Il fallait que les autorités qui les observaient y croient le plus longtemps possible.

Après un certain temps, l'animal s'arrêta et déposa délicatement la jeune fille au sol, sur ses frêles jambes. Elle avait mal partout ; son dos l'élançait, ses mucles étaient tendus et crispés tandis qu'elle ne sentait plus sa gorge, comme anesthésiée par le vêtement qui l'enserrait quelques minutes plus tôt. Elle souffla puis se mit à rire, une main dans l'épaisse fourrure de l'épaule de sa monture.

— Bravo, Loup, tu es un très bon comédien ! lança-t-elle, un grand sourire aux lèvres, à son compagnon de toujours.

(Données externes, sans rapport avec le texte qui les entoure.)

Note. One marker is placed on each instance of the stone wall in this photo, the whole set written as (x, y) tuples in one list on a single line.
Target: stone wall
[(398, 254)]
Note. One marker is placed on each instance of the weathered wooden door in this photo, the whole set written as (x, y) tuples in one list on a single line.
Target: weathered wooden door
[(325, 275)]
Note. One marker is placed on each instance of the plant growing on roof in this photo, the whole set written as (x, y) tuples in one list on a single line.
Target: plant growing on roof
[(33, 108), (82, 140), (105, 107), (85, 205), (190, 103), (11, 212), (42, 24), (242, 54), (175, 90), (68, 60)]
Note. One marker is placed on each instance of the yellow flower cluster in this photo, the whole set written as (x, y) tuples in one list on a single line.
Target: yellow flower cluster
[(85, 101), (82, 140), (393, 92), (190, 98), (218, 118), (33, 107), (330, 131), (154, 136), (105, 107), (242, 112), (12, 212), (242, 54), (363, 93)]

Celui-ci releva les babines dans une grimace ironique, qui n'avait pour point commun avec le sourire que les dents découvertes. Pourtant, la jeune fille ne s'y trompa pas : elle reconnut le rictus de son ami.

— On les a bien eus, en effet, répondit l'animal, d'une voix si grave qu'elle trouvait une étrange résonance dans le corps de la jeune fille.

Elle hocha la tête, un sourire dans les yeux. Le loup se pencha alors, les pattes antérieurs à terre, afin de réduire la distance entre son garrot et le sol. La jeune fille l'enfourcha, d'un geste souple et avec l'efficacité et la rapidité que conférait l'habitude. Le prédateur se mit enfin en marche, d'une démarche gauche et lente. Il prêtait attention à la sécurité de sa cavalière, de part la vitesse de son pas et également par de discrets coups d'oeil vers elle.

Ils étaient partis. Ils avaient finalement réussi, après des mois de planification, à s'enfuir. La joie et l'espoir s'insinuaient en eux, réchauffant leur corps. Ce maudit espoir. Celui qui vous dit que vous avez gagné, alors qu'il n'en est rien.

En effet, soudainement, un dragon bleu à l'air féroce se posa face à eux. Le découragement coula dans leurs veines, comme un poison. La bouche et la gorge de la jeune fille s'asséchèrent tandis que l'allégresse quittait son corps. L'Autorité Suprême les avaient retrouvés. Ils furent balayés par la rafale de vent créée par les deux gigantesques ailes qui accompagnaient l'animal mythique. Le loup s'accrocha autant qu'il le put dans la terre meuble, en vain.

Ils savaient ce qui les attendait. L'Autorité Suprême leur laverait la mémoire grâce à leur nouvelle invention : la Brise-Résistance. Un nom plein d'imagination pour un peuple doux, qui écoutait tous les mots de son Maître avec avidité. Un peuple composé de personnes dociles. Qui jouaient leur rôle comme elles le devaient. Qui détestaient leurs ennemis, qui aimaient leur famille et leurs amis. Qui appréciaient leurs alliés en général.

Loup et Chaperon Rouge avaient eu le tort d'être différents ; le tort de s'aimer, de devenir amis, dans un monde qui n'acceptait pas ce genre de transgressions. Ils allaient être punis, perdre la mémoire et disparaître l'un pour l'autre.

Cependant, ils recommenceront, inlassablement, à créer un lien qui n'est pas celui qu'on attend entre un loup et une jeune fille, surtout de ce loup et de cette jeune fille, qui sont nés pour se détester, et avoir peur l'un de l'autre. Ils recommenceront, car ils ne pourront comptabiliser leurs échecs, et que ce même espoir, qui les trahit chaque fois, renaîtra.
Ils ne sauront pas que c'est impossible de s'échapper de cette comédie infernale, impossible de fuir le Maître qui les a créés, tous, de l'encre de sa plume, et qui s'est improvisé maître de leur existence.

Ils ne sauront pas c'est impossible, alors ils réessayeront, et courront inexorablement vers la même peine, la même fin. Cependant, à force d'y croire et d'essayer, ils y arriveront peut-être un jour.

Seul le temps nous le dira. Ils ne savent pas que c'est impossible, alors un jour ils réussiront.